Деревни одна от другой отстояли на версту, две или самое дальнее на пять верст, но игры, песни и характер вечеринок имели свои особенности. Мне очень понравилась беседка за селом, в деревне Марьине, которая еще издали светилась своими новыми, построенными из крупного соснового леса домами и домиками вдоль берега неширокой, но веселой и гулкой речки. Летом, глядя из бокового окна «светелки», я часто и подолгу любовался ее серебряною лентою и резвым, играющим бегом. В Марьине на беседки собирались не одни крестьянские девушки, но и дочери причетников;[156] здесь я слышал лучшие песни и сильные контральтовые голоса. Бывало, как запоют десятка полтора таких голосов «Дубраву зеленую» или «Ты подуй, подуй, погодушка, со восточной со сторонушки», то сидишь и головы не поднимаешь: столько могучей силы, широкого размаха и удали в них чувствовалось, но, вместе и какого-то горя неисходного, тоски беспредельной!.. И странно, эти песни, вызывая грусть и слезы, подымали меня нравственно, я чувствовал, что личное горе ничтожно в сравнении с народным горем и что за ним, за этим горем, скрыты какие-то громадные силы, и снова, откуда бралась, являлась вера в торжество победы, которая сулит народу светлое будущее…

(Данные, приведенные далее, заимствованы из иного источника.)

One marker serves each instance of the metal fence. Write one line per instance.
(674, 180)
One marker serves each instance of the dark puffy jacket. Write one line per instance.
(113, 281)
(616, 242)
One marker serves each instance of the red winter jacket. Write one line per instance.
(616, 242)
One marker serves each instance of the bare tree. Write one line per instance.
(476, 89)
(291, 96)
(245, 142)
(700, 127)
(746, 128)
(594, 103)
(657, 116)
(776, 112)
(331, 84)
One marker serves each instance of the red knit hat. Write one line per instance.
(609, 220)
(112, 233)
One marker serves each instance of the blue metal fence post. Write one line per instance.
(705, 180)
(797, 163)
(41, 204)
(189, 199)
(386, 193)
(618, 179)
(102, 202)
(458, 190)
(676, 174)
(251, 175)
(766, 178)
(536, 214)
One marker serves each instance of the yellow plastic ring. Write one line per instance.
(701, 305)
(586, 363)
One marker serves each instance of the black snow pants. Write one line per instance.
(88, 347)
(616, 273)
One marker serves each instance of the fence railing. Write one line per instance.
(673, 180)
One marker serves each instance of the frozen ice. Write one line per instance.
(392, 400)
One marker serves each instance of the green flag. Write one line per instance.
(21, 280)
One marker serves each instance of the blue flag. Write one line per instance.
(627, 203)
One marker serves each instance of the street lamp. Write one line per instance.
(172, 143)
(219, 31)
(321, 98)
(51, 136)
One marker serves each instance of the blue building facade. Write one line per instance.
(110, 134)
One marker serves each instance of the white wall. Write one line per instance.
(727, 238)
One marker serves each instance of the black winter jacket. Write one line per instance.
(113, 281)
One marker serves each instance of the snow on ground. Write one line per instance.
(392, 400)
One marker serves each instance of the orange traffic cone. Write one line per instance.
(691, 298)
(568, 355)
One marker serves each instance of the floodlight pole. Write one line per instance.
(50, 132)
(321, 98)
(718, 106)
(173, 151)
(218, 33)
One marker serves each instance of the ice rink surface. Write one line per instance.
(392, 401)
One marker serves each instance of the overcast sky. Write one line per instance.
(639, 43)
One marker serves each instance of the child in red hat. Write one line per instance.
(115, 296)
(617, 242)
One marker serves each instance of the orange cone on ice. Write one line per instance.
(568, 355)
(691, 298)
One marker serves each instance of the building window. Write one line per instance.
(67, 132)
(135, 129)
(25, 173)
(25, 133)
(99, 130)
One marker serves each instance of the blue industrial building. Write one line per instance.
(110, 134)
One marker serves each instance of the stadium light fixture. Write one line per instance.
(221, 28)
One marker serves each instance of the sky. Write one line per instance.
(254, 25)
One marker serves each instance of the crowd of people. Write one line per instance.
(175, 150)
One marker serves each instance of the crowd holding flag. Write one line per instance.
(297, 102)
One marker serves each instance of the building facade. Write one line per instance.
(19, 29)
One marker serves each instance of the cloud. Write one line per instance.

В Марьине на святках я встретил раз одну девушку.

II

– Пришел я на беседку, по деревенскому времени не рано, в десятом часу. Святочные игрища уже окончились – они в Марьине бывают только на второй и третий день праздника, – но просторная изба оказалась полна народа. Девицы сидели за прялками, склонивши над гребнями головы, но работа у них не спорилась: парни заставляли петь «ходовые» песни[157] и постоянно вызывали собеседниц. Хозяйка дома, нестарая и солидная женщина, опростала мне подле себя местечко в уголке, между перегородкой и выступом печки. Отсюда я видел лица всех, кроме тех, которые находились в противоположном углу, загороженные передними беседницами. Девушки были в шерстяных и кумачных сарафанах – только дочери причетников в платьях, а крестьянские надевали их в большие праздники, – парни в разноцветных рубашках и высоких сапогах, некоторые в жилетках с блестящими пуговицами, а на одном поверх шелковой пунцовой рубашки красовался пиджак и болталась выпущенная серебряная часовая цепочка. Девушки, желая отдохнуть от частых вызовов, запели протяжную:

Заря моя вечерняя, Игра-гульба веселая…

– Ну-ка, жените лучше меня! – перебил франт, важно поднимаясь с скамейки. – Не то я домой пойду: нешто в сон меня от этой песни ударило. – И в доказательство он широко зевнул.

Песенницы стали вполголоса переговариваться, а франт выступил на середину комнаты. Это был дюжий, коренастый парень, темноволосый, с широким лицом, вздернутым немного носом и толстыми красными губами; черные глаза его из-под густых бровей глядели лениво. Хозяйка сообщила мне, что франт был сын богатого подрядчика, приехавший домой на праздники из Нижнего, первый жених из всей округи и один сын у отца. Девицы начали:

Еще кто у нас не женат? Розан мой, розан, виноград зеленый…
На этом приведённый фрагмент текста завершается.